Todo Aquel Recuerdo muy bien la tarde en que tuve un progreso. Estaba caminando la misma carretera preguntando a Dios las mismas preguntas de nuevo. No había nada mas que un “Te amo” en respuesta a cada pregunta. Mi frustración iba creciendo y mi tiempo se estaba acabando. Llorando, orando y gritando a Dios, recuerdo caminar por un una colina y pasar el anuncio de un arroyo a medio camino. Casi no me daba cuenta a donde iba por las lagrimas y mi estado mental. Ahí mismo, el Espiritu Santo me hizo una pregunta simple. “Elaine, ¿cómo alguien se salva?” “¿Qué?” Yo respondí “No es eso lo que estoy preguntando!” Pero el Espiritu Santo fué persistente y me preguntó lo mismo de nuevo; “¿Cómo eres salvo?” En ese momento, el siguiente famoso verso biblico vino a mi mente: Juan 3:16 "Porque de tal manera amó Dios al mundo, que ha dado a su Hijo unigénito, para que todo aquel que en él cree, no se pierda, mas tenga vida eterna.” La simplicidad de la verdad llegó.
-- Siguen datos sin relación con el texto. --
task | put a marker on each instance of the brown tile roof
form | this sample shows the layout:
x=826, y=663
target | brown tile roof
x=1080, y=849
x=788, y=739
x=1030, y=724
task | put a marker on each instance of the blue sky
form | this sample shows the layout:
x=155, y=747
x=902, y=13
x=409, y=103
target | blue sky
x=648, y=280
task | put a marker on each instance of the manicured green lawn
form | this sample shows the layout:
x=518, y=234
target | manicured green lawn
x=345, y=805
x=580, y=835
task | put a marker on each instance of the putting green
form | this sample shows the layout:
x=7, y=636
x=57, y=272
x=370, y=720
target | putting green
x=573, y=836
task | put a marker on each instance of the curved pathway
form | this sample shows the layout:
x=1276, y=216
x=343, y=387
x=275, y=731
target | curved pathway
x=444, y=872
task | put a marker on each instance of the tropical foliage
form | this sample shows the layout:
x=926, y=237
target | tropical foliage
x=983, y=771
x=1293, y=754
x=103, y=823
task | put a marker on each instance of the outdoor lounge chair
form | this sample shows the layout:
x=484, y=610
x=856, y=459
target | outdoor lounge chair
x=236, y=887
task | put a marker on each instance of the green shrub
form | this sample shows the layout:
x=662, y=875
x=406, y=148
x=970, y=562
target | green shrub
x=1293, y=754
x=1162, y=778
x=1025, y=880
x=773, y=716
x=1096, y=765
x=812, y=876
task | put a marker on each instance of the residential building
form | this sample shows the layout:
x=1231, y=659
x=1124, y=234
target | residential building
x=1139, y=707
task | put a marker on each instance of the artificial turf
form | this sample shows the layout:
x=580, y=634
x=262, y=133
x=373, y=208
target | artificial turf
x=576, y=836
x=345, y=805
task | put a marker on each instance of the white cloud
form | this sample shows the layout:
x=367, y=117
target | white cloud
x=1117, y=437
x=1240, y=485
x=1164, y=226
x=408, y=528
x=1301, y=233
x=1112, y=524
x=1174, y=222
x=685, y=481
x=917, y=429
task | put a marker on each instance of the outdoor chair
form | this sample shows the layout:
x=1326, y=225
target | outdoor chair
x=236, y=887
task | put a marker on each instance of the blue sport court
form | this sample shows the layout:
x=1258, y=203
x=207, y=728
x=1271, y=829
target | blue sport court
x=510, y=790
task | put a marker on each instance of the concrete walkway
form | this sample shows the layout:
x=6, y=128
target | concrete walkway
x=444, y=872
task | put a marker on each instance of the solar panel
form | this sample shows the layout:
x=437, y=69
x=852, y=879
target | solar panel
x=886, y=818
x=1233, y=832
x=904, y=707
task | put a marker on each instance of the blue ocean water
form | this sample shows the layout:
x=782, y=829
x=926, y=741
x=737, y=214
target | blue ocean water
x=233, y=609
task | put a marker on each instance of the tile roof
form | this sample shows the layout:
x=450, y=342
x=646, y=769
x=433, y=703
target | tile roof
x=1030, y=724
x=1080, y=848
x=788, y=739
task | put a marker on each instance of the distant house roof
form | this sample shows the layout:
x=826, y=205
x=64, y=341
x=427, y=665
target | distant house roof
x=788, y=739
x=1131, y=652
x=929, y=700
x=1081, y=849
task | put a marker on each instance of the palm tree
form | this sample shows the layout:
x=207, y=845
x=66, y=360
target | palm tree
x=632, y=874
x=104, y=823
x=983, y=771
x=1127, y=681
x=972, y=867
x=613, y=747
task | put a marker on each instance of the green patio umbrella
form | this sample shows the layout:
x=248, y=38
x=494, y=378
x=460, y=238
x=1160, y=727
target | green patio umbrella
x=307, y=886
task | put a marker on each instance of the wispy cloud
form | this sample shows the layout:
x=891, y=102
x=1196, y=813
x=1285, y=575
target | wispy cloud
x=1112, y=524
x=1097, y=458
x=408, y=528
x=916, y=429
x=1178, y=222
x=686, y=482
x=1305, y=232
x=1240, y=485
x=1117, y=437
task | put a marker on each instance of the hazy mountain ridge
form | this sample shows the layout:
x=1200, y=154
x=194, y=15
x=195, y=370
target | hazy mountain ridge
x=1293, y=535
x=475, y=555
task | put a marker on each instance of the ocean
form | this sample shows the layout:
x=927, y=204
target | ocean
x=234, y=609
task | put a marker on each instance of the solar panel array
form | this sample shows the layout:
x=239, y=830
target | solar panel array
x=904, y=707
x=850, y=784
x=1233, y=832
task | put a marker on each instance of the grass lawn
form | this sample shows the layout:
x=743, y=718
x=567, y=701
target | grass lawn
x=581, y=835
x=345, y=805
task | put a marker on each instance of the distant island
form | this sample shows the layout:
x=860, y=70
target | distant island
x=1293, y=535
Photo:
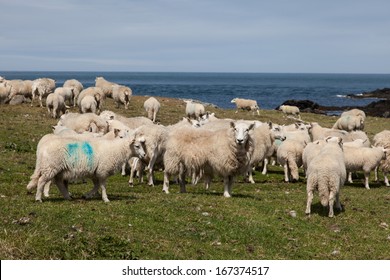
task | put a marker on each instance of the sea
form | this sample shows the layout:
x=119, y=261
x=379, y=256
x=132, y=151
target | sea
x=269, y=89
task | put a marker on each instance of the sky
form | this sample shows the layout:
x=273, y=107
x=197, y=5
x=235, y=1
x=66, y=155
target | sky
x=271, y=36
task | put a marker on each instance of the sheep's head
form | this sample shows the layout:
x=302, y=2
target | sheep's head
x=241, y=131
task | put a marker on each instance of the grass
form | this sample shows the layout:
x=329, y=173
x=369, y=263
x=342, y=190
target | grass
x=144, y=223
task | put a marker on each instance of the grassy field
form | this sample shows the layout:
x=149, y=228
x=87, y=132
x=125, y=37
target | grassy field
x=144, y=223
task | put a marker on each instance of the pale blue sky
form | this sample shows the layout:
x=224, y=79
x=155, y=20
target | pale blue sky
x=310, y=36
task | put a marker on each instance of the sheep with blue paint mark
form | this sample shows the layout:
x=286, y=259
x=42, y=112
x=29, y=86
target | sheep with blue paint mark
x=67, y=158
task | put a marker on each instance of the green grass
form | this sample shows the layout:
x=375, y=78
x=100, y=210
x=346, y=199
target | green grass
x=144, y=223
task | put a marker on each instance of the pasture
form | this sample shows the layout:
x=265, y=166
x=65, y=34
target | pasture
x=265, y=220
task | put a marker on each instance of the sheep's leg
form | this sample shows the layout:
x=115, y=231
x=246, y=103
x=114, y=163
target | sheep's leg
x=310, y=196
x=366, y=178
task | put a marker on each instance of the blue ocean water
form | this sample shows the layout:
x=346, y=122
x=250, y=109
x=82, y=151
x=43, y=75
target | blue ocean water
x=269, y=89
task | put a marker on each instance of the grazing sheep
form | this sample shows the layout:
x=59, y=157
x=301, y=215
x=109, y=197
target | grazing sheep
x=105, y=85
x=290, y=110
x=363, y=159
x=326, y=173
x=55, y=105
x=42, y=87
x=152, y=106
x=65, y=158
x=121, y=94
x=226, y=152
x=77, y=87
x=289, y=155
x=246, y=104
x=194, y=110
x=382, y=139
x=67, y=93
x=84, y=122
x=349, y=123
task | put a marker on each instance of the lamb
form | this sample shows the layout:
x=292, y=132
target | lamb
x=382, y=139
x=226, y=152
x=289, y=155
x=42, y=87
x=326, y=173
x=246, y=104
x=121, y=94
x=77, y=87
x=66, y=158
x=67, y=93
x=84, y=122
x=194, y=110
x=290, y=110
x=152, y=106
x=55, y=105
x=105, y=85
x=349, y=123
x=365, y=159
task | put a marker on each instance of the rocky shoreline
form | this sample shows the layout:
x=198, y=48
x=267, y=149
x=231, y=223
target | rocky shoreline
x=380, y=108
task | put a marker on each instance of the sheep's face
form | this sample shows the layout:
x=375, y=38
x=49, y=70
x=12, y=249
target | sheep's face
x=241, y=131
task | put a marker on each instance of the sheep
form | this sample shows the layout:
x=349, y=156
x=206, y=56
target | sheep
x=365, y=159
x=246, y=104
x=84, y=122
x=77, y=87
x=67, y=93
x=289, y=155
x=121, y=94
x=349, y=123
x=194, y=110
x=290, y=110
x=42, y=87
x=225, y=152
x=326, y=173
x=152, y=106
x=105, y=85
x=55, y=105
x=382, y=139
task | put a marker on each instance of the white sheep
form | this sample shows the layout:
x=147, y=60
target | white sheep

Estaba preguntando la pregunta equivocada! El problema no era pecado, sino salvación. Dios nos ha dicho que “todo aquel” que en El cree , no se perderá. Todo aquel no excluye a cualquiera sino que incluye a todos! No existe un grupo de gente que puede ser excluído de la salvación de Dios. No importa que pecado to has hecho, si eres gay ó no, negro ó blanco, hombre ó mujer. No hay diferencia. Lo que importa es si has creído en Jesucristo ó no y lo has aceptado como tu Salvador. Era así de simple. Sentí que el Espiritu Santo me decia que estudiara sobre la salvación no sobre el pecado, y que mis preguntas serían respondidas ahí. Inmediatamente me dí vuelta en mi camino y me regresé a casa.
Si, pero… Mi admiración por la simplicidad de la respuesta y el entusiasmo de la revelación de Dios duró como treinta yardas en el camino antes de que las dudas surgieran. “¿Cómo es posible que todos estos ministros famosos esten equivocados y tú no?” Este pensamiento respondió. “Despues de todo, la homosexualidad es mucho mas que ordinaria que las otras variedades de pecados!” Para aumentar mis dudas, fué la imagen de un folleto que he visto el cual condena la homosexualidad. Recuerdo muy claro que depravado é impía se miraba la gente en la foto! Esto siguió por el recuerdo de mi compañera de cuarto y su disgusto asociado a que tal vez ella fuera gay. Finalmente, había los rumores acerca del “estilo de vida” gay, y de que las relaciones homosexuales no duraban. Condenandolos a una vida de una relación a otra. ¿Cómo gente así puede ser salva? Los homosexuales no parecían Cristianos! A pesar de mis dudas, yo sabía que Dios me ha dado una clave importante para enfocarme. Mientras me dirigía a la última parte del camino hacía la casa de mis abuelos, me sentía destrozada por las emociones conflictivas, pero tenía determinación. Sabía que a través de mis dudas mis respuestas serían encontradas estudiando sobre la salvación y no sobre el pecado. Con eso en mente y solo cuatro días de vacaciones que me quedaban, regresé a mis estudios con fuerzas renovadas. Seguramente una respuesta surgirá esta vez.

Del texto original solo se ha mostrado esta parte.